À n'en pas douter, la montée des inégalités sera l'un des thèmes de la campagne présidentielle. Pourtant, à regarder rapidement les statistiques, le débat n'a pas lieu d'être. Les écarts des niveaux de vie mesurés à travers l'indicateur de Gini sont incroyablement stables dans le temps, accrochés autour d'une valeur pivot proche de 0,3. Et le constat est là, à la virgule près, il n'y a pas plus d'inégalités aujourd'hui qu'il y a 35 ans.

Bien entendu, l'échelle écrase un peu les évolutions et il peut se passer beaucoup de choses entre deux dates. Mais même en resserrant l'échelle et en limitant l'analyse sur les deux dernières présidences, le diagnostic ne varie fondamentalement pas : il y a eu certes une violente montée des inégalités avec la crise : le chômage frappe les plus faibles, la part des CDD ou du temps partiel explose, les bas salaires sont pénalisés par la faible revalorisation du Smic, mais les inégalités se réduisent ensuite sous le double impact de la chute des taux d'intérêt qui abaisse les rendements des placements financiers (majoritairement détenus par les plus privilégiés) et le durcissement de la fiscalité du capital qui a essentiellement réduit le niveau de vie des plus aisés.

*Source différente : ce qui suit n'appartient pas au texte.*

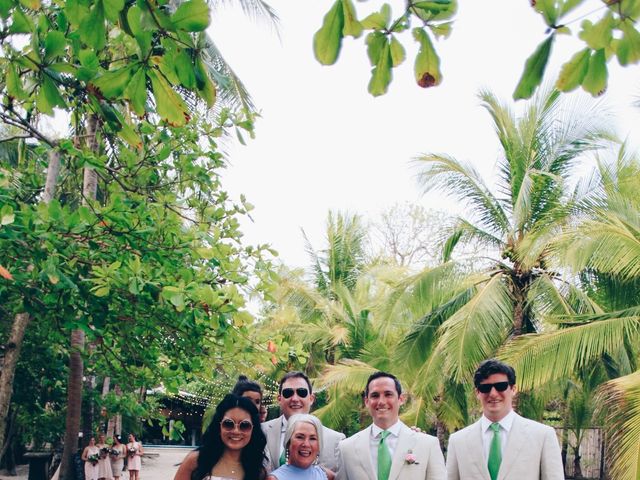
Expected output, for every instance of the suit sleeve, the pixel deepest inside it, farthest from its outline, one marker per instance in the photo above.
(341, 474)
(435, 468)
(452, 462)
(551, 467)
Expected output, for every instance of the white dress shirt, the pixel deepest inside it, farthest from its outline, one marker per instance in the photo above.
(487, 433)
(392, 441)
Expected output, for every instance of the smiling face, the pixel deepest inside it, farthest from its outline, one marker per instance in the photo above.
(255, 397)
(295, 403)
(236, 439)
(496, 405)
(383, 402)
(303, 446)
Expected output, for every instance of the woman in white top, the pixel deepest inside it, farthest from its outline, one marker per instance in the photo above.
(91, 455)
(134, 454)
(232, 447)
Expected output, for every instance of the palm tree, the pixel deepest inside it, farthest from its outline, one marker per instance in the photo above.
(604, 249)
(531, 204)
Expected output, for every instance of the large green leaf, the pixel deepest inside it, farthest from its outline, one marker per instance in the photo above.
(136, 92)
(49, 96)
(599, 35)
(191, 16)
(21, 22)
(375, 43)
(534, 70)
(92, 28)
(351, 24)
(381, 73)
(574, 71)
(398, 55)
(14, 84)
(427, 64)
(595, 81)
(169, 105)
(112, 83)
(54, 44)
(112, 9)
(328, 40)
(185, 70)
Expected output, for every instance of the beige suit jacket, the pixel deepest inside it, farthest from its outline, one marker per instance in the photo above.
(532, 452)
(357, 464)
(329, 453)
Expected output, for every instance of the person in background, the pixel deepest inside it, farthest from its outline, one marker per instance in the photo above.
(252, 390)
(232, 447)
(502, 443)
(104, 463)
(303, 442)
(296, 396)
(134, 457)
(116, 455)
(91, 456)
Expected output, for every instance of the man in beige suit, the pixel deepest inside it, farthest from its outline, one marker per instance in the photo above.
(295, 396)
(388, 449)
(502, 445)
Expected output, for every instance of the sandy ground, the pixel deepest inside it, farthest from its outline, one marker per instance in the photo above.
(161, 464)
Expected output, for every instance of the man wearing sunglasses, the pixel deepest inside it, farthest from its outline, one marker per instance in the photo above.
(295, 396)
(502, 444)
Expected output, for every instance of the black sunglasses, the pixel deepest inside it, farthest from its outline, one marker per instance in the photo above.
(499, 386)
(229, 425)
(288, 392)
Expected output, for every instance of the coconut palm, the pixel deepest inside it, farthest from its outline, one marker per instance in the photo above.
(516, 221)
(604, 249)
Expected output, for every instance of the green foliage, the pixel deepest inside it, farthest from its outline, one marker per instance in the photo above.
(609, 32)
(384, 48)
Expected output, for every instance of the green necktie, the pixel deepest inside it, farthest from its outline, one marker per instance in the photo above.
(495, 452)
(384, 457)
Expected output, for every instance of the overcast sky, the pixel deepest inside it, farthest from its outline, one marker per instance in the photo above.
(324, 143)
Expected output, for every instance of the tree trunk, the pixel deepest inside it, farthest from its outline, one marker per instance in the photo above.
(12, 352)
(21, 320)
(76, 366)
(74, 405)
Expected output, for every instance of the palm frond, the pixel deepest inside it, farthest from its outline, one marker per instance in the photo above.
(541, 358)
(476, 330)
(451, 176)
(620, 403)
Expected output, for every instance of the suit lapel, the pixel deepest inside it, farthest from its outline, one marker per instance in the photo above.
(363, 453)
(475, 450)
(273, 441)
(406, 442)
(515, 442)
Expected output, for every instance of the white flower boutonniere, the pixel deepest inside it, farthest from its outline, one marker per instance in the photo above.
(410, 458)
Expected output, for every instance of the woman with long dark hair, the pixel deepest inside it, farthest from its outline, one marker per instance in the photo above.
(232, 447)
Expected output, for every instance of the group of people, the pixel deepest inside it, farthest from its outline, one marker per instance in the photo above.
(106, 462)
(501, 445)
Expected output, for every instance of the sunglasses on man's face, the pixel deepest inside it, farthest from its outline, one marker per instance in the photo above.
(288, 392)
(229, 425)
(499, 386)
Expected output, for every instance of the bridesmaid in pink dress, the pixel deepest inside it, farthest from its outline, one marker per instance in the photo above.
(134, 454)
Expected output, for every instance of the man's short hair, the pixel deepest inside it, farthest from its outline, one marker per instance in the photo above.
(295, 374)
(492, 366)
(376, 375)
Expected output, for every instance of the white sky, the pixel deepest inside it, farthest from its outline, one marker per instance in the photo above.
(324, 143)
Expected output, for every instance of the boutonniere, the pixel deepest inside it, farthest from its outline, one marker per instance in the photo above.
(410, 458)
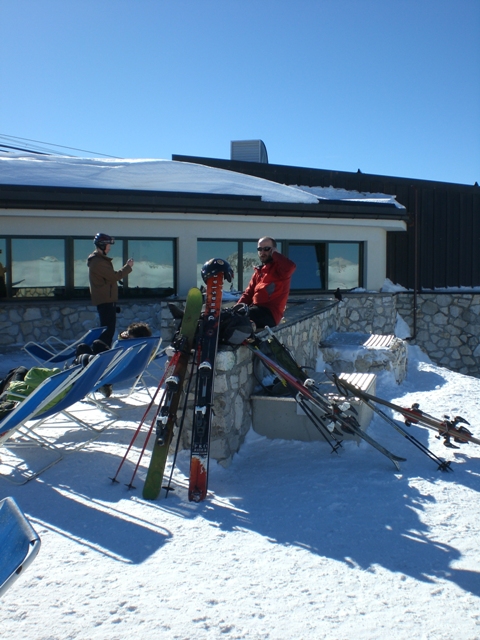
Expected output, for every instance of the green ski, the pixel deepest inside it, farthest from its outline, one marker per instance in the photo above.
(167, 414)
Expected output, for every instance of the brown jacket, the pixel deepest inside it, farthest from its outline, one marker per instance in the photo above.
(104, 278)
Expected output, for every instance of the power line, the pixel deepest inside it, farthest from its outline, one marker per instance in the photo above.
(50, 144)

Bilan, sur les deux derniers quinquennats et malgré la plus grande crise depuis la 2e guerre mondiale, les différences ne sont visiblement pas attisées où de façons très marginales.

Même constat fait du côté du patrimoine

Le patrimoine brut « hors reste » (c'est-à-dire hors véhicules, équipements de la maison, bijoux et œuvre d'art) s'est même légèrement réduit sur les 5 dernières années. Ce n'est évidemment pas la perception des Français. Alors de deux choses l'une ou les Français ont une perception totalement biaisée de la réalité, enfermés dans la sempiternelle complainte du « c'était mieux avant » ou l'Insee ment ? En fait, c'est bien plus complexe. D'abord, il ne faudrait pas se concentrer sur la notion de niveau de vie mais se pencher sur le « reste à vivre » une fois déduit principalement le coût du logement ainsi que les autres dépenses pré-engagées.

Simplement le logement : en 15 ans, les prix des logements à Paris ont été multipliés par plus de de 2,5 et de près de 2 en France. Dans le même temps, le revenu par ménages lui s'élevait de 23% seulement. En d'autres termes, le salaire ne suffit plus, il faut aussi hériter ou être aidés.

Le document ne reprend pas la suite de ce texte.